The next step, Shemen said, is speaker adaptation, that is, “capturing the uniqueness of someone’s voice. This is the last layer of adaptation, but it was also one of the first breakthroughs in our research. While we have models that can accomplish this, we’re focusing more of our time on emotion and expressiveness.”
The Papercup CEO added, “In the future, we imagine that this will also work in parallel with lip-syncing, so that the audio would match the lip-movements and vice-versa.” (As reported by Slator, lip-sync tech got a small boost when Synthesia closed a USD 3m round in 2019.)
From Synthetic Dubbing to Multilingual Human Conversation
Founders Jesse Shemen and Jiameng Gao met at startup accelerator Entrepreneur First (EF) in 2017. Members have to pair up to be eligible for the final weeks of the EF program, which culminates with a pitch to an investment committee. Shemen recalled how during the early weeks at EF, Gao could not find a co-founder. The reason: “He was incredibly stubborn about working on voice translation.”
Shemen added, “I quickly figured out how incredibly smart and oddly obsessed with speech processing he is.
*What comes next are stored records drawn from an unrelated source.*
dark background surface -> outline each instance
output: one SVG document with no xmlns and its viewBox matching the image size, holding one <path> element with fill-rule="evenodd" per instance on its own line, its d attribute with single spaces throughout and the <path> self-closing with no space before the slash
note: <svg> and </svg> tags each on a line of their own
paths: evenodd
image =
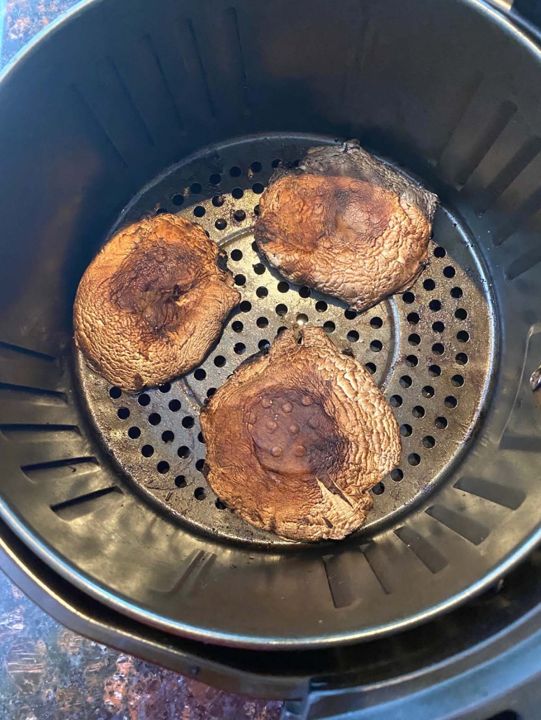
<svg viewBox="0 0 541 720">
<path fill-rule="evenodd" d="M 74 4 L 0 0 L 1 66 Z M 0 720 L 277 720 L 281 706 L 228 695 L 76 635 L 0 574 Z"/>
</svg>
So much so that he completed two Masters at Cambridge in machine learning and speech language technology, and wrote a thesis on speaker-adaptive speech processing.”
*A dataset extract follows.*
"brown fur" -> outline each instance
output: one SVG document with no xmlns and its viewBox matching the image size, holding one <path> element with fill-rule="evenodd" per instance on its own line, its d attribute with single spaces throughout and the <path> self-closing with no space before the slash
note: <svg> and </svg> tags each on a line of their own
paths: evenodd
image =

“Down the line, we think we’ll be able to extend our technology to human conversation — allowing any two people to speak with one another regardless of […] language”
Two examples of Gao’s research are published on arXiv: Real-time text-to-speech (“hopefully paving the way for real-time simultaneous voice translation down the line,” Shemen said) and breaking down phoneme units into phonological features (“which we’ve shown could be helpful to synthesize speech in a new language” even with no prior knowledge of that language).
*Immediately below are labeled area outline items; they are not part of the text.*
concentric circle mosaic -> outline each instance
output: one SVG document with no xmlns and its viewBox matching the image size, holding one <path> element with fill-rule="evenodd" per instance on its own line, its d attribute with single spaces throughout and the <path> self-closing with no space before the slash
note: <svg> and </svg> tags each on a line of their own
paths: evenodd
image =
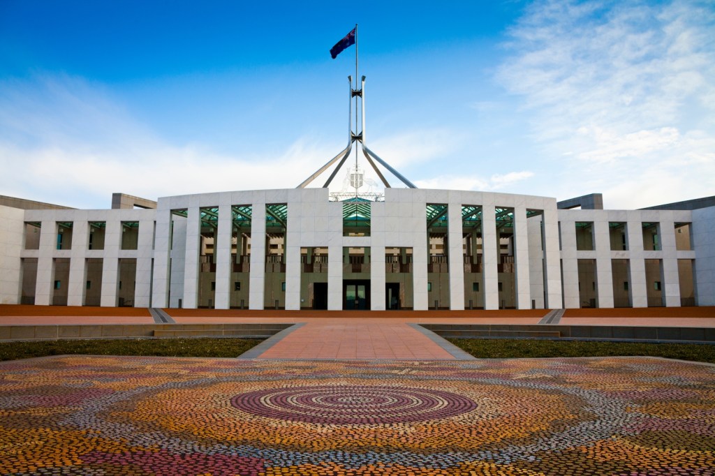
<svg viewBox="0 0 715 476">
<path fill-rule="evenodd" d="M 471 399 L 449 392 L 380 385 L 265 389 L 236 395 L 231 405 L 263 417 L 332 425 L 420 422 L 477 407 Z"/>
<path fill-rule="evenodd" d="M 0 475 L 715 476 L 715 366 L 0 362 Z"/>
</svg>

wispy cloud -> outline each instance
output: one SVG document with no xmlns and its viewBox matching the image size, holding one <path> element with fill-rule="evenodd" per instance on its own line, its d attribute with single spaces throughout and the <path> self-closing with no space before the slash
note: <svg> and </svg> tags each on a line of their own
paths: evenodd
<svg viewBox="0 0 715 476">
<path fill-rule="evenodd" d="M 489 192 L 511 187 L 533 176 L 533 172 L 529 171 L 496 174 L 488 179 L 476 175 L 440 175 L 427 180 L 418 180 L 415 184 L 425 189 Z"/>
<path fill-rule="evenodd" d="M 714 31 L 709 1 L 537 1 L 511 30 L 498 78 L 524 99 L 562 181 L 622 207 L 712 194 Z"/>
<path fill-rule="evenodd" d="M 78 78 L 6 81 L 0 91 L 0 194 L 6 195 L 100 208 L 114 192 L 155 199 L 290 188 L 335 152 L 301 138 L 270 157 L 170 144 L 103 88 Z"/>
</svg>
At EF, the duo quickly buckled down to build a prototype that would be applicable in a production environment. By September 2018, they had closed a GBP 2m round led by LocalGlobe and participated in by British media outfit Sky, Guardian Media Ventures, EF, and angels investors.
Among the latter: William Tunstall-Pedoe, who founded Evi, which Amazon acquired to create Alexa; and Zoubin Ghahramani, former Chief Scientist and VP of AI at Uber, who is now on the Google Brain leadership team.
Papercup landed two Innovate UK grants as well, awarded in 2018 and 2020, worth a total of GBP 600,000. They also brought in two professors as science advisers: Simon King, Professor of Speech Processing at the University of Edinburgh, and Mark Gales, of the Cambridge Machine Intelligence Lab.
Papercup now comprises a team of 20 and “we certainly hope to add a handful more people across machine learning and engineering,” Shemen said, adding that theirs is “a growing team and is effectively very similar to the structure that Rev, Unbabel, and the like use.” (Co-founder and CTO Jiamen Gao referenced Unbabel in a recent Papercup blog post.)
“The ultimate aim with our technology is simple,” Shemen told Slator. “We want to make all voice-based content, whether a TED lecture or live news coverage of the Olympics, consumable in any language. But we also want to take it a step further. Down the line, we think we’ll be able to extend our technology to human conversation — allowing any two people to speak with one another regardless of what language they happen to speak. In other words, your voice in another language.”